3. Livre : Ismail KADARÉ, La fille d'Agamemnon (compte-rendu par Danielle de CLERCQ);

Ismail Kadaré. La fille d’Agamemnon. Traduit de l’albanais par Tedi Papavrami. Présentation par Eric Faye. Librairie A. Fayard 2003. Le Livre de Poche 3417 (biblio), 123 pp.

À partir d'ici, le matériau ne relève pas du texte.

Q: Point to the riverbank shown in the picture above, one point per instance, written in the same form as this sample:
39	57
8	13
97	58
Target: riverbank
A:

L’éditeur français de d’I. Kadaré a réussi à faire sortir secrètement d’Albanie ce roman court, amer et foisonnant composé en 1985, qui est une critique désabusée du régime politique albanais de l’époque, sans pour autant se tenir strictement à la réalité historique. Le protagoniste, qui est aussi le narrateur, est un journaliste de l’audio-visuel tenté par la dissidence. Au moment où débute le récit, il se prépare à partir à pied au défilé du 1er mai où il est invité à assister dans une tribune d’honneur. Chemin faisant, il évoque sa rupture du jour même avec Suzanna, la très jeune fille d’un dignitaire du régime pressenti comme successeur à la plus haute fonction de l’État.  « …à mes oreilles continuaient de retentir les lointains accents de la fête. Par-dessus, rehaussées comme dans un écrin par le sentiment de la perte, je me remémorais des bribes de nos conversations.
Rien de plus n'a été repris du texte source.